Drift Protocol, the largest decentralized perpetual futures exchange on the Solana blockchain, was exploited for about $286 million in a hack that blockchain analytics firm Elliptic said bore multiple indicators of a possible North Korean link.
In analysis published Thursday, Elliptic said the April 1 attack drained most of Drift’s liquidity within an hour, with the attacker withdrawing assets from multiple protocol vaults in what appears to have been a compromise of administrator private keys. The firm cited preliminary findings from blockchain security company PeckShield saying the stolen assets included roughly 41.7 million JLP tokens, worth about $155 million at the time, along with USDC, SOL, cbBTC, wBTC, and liquid staking tokens.

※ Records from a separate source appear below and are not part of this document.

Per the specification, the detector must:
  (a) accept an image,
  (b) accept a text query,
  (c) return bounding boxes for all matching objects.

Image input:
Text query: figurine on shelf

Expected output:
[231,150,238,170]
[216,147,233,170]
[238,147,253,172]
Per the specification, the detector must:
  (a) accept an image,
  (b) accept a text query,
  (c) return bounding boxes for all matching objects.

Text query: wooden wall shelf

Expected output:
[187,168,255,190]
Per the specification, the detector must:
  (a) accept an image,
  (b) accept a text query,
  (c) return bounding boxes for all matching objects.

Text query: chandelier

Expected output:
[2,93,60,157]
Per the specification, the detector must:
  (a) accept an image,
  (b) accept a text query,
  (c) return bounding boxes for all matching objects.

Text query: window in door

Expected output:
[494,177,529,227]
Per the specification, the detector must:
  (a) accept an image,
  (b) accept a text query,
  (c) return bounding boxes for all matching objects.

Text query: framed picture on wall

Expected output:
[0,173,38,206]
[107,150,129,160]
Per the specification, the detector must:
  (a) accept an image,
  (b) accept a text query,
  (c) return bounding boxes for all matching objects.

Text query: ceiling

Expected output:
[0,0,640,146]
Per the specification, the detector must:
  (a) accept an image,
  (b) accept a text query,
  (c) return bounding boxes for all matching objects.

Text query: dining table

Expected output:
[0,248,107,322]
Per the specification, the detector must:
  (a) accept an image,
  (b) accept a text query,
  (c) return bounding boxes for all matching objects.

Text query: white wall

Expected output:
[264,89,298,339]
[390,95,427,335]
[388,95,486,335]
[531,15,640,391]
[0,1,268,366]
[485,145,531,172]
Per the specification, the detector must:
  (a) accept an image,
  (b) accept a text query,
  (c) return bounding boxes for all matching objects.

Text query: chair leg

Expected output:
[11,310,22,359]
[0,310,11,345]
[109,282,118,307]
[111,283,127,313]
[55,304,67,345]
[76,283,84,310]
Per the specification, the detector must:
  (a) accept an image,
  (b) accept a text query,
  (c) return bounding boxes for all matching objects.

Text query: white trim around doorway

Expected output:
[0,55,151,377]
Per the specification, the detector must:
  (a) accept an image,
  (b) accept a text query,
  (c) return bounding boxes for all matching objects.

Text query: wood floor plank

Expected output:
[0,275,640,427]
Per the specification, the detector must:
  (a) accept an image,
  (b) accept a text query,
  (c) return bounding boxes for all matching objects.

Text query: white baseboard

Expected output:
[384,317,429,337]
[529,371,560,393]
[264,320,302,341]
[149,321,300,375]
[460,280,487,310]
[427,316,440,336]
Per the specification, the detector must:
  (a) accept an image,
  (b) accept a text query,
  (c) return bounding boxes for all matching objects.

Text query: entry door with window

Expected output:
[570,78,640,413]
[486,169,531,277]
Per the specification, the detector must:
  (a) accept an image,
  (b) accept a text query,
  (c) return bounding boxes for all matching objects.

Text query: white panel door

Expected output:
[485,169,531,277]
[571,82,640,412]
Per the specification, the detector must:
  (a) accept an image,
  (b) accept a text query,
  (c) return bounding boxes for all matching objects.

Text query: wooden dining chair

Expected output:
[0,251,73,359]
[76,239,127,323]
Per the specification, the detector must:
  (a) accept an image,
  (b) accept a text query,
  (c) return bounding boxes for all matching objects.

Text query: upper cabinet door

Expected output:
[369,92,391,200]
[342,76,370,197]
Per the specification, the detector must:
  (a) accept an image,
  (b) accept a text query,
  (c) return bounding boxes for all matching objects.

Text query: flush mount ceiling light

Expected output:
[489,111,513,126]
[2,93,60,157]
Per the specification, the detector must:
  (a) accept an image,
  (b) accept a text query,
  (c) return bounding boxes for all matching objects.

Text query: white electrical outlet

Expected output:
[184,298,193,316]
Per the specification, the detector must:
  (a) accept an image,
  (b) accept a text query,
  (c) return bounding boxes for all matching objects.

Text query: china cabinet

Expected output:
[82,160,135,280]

If confirmed, the incident would be the 18th suspected North Korea-linked crypto-theft tracked by Elliptic this year, with more than $300 million stolen so far, the firm said. Elliptic added that DPRK-linked actors are believed to have stolen more than $6.5 billion in cryptoassets in recent years, thefts that U.S. authorities have linked to funding the country’s weapons programs.
Elliptic said the on-chain activity, laundering methods, and network-level indicators tied to the Drift exploit were consistent with techniques seen in previous DPRK-attributed operations.

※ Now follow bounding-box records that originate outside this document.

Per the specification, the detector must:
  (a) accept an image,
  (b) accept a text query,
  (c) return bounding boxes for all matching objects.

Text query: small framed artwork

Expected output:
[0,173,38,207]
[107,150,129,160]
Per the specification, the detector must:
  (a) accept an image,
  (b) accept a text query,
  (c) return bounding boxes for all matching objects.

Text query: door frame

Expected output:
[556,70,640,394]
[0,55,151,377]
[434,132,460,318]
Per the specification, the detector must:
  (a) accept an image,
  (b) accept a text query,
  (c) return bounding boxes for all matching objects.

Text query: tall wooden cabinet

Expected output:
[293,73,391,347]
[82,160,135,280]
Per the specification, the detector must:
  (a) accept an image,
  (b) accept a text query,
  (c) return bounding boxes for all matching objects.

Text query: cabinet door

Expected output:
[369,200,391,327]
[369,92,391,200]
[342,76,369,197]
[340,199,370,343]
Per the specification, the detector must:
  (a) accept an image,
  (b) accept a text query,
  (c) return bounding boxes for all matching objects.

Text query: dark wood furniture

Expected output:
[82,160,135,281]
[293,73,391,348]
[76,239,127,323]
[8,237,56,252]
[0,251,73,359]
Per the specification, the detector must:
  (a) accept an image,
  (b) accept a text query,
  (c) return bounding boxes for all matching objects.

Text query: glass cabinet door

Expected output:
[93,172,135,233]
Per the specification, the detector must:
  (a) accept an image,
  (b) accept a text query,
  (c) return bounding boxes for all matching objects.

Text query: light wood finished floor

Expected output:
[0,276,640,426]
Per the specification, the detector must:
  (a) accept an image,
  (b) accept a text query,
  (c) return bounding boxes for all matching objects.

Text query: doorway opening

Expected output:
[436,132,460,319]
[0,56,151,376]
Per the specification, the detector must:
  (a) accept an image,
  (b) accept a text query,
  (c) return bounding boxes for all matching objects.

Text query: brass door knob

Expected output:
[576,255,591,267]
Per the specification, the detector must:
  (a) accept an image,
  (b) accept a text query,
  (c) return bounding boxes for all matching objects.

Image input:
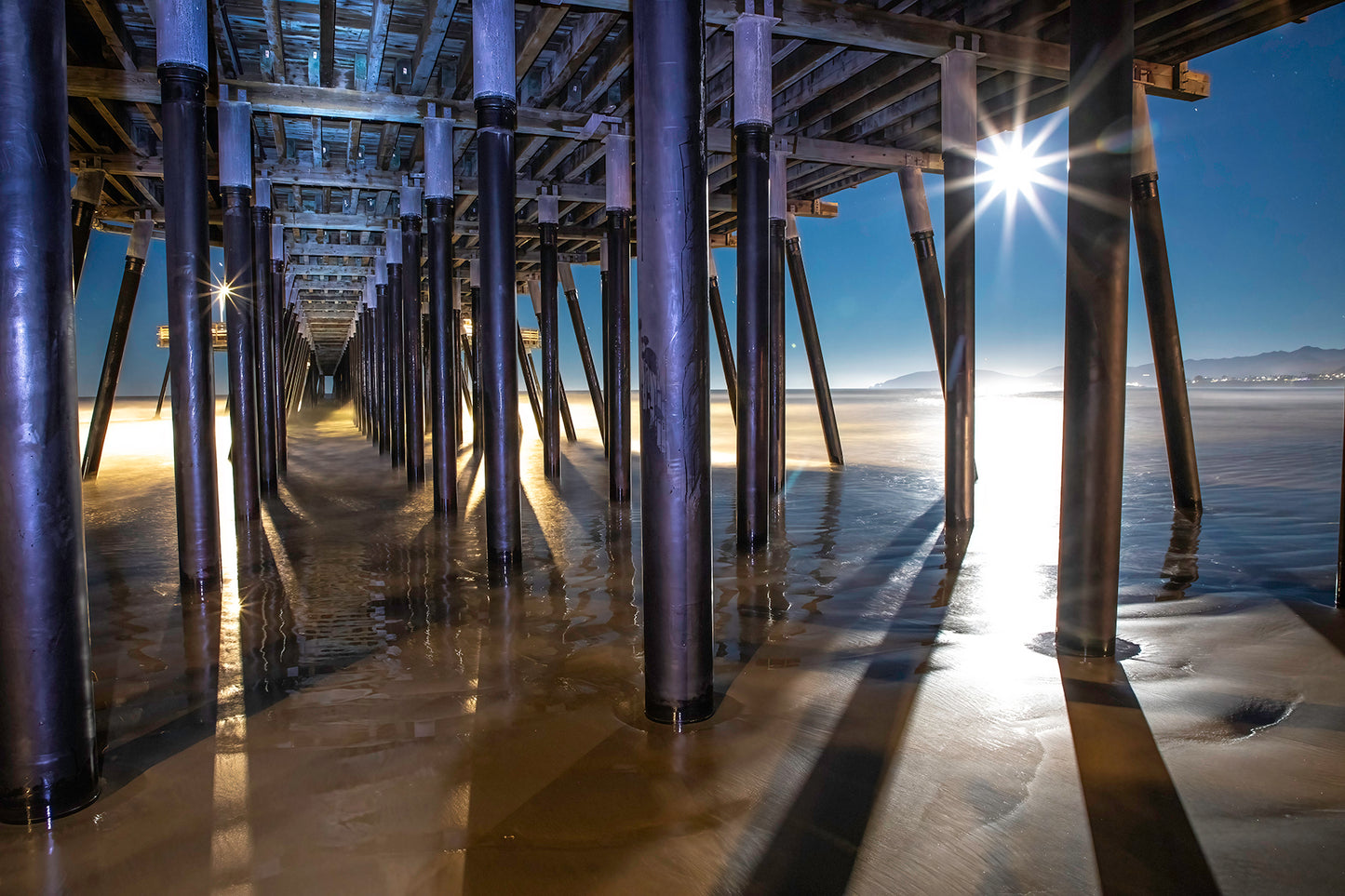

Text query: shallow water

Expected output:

According to the firm, the attacker’s wallet had been created about eight days before the exploit and received a small test transfer from a Drift vault during that period, suggesting the operation had been carefully prepared in advance.

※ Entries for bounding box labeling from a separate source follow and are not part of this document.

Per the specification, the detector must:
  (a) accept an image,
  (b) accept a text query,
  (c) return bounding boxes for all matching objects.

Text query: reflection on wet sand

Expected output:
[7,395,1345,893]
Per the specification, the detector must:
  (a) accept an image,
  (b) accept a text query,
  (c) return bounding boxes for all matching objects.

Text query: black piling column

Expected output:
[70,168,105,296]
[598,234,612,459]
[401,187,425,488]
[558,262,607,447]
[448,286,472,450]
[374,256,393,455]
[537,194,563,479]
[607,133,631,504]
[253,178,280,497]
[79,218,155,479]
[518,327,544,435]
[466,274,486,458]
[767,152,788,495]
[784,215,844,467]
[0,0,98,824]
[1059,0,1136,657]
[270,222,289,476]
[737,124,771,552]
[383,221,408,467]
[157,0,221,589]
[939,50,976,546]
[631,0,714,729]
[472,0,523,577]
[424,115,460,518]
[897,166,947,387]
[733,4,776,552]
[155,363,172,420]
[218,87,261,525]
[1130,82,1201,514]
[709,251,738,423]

After draining the vaults, the attacker used a Solana-based decentralized exchange aggregator to swap most of the stolen tokens into USDC before bridging the funds to Ethereum and converting them into ETH, Elliptic said.
The attack is believed to be the largest decentralized finance hack of 2026 to date and the second-largest security incident in the Solana ecosystem after the $326 million Wormhole bridge exploit in 2022, according to Elliptic.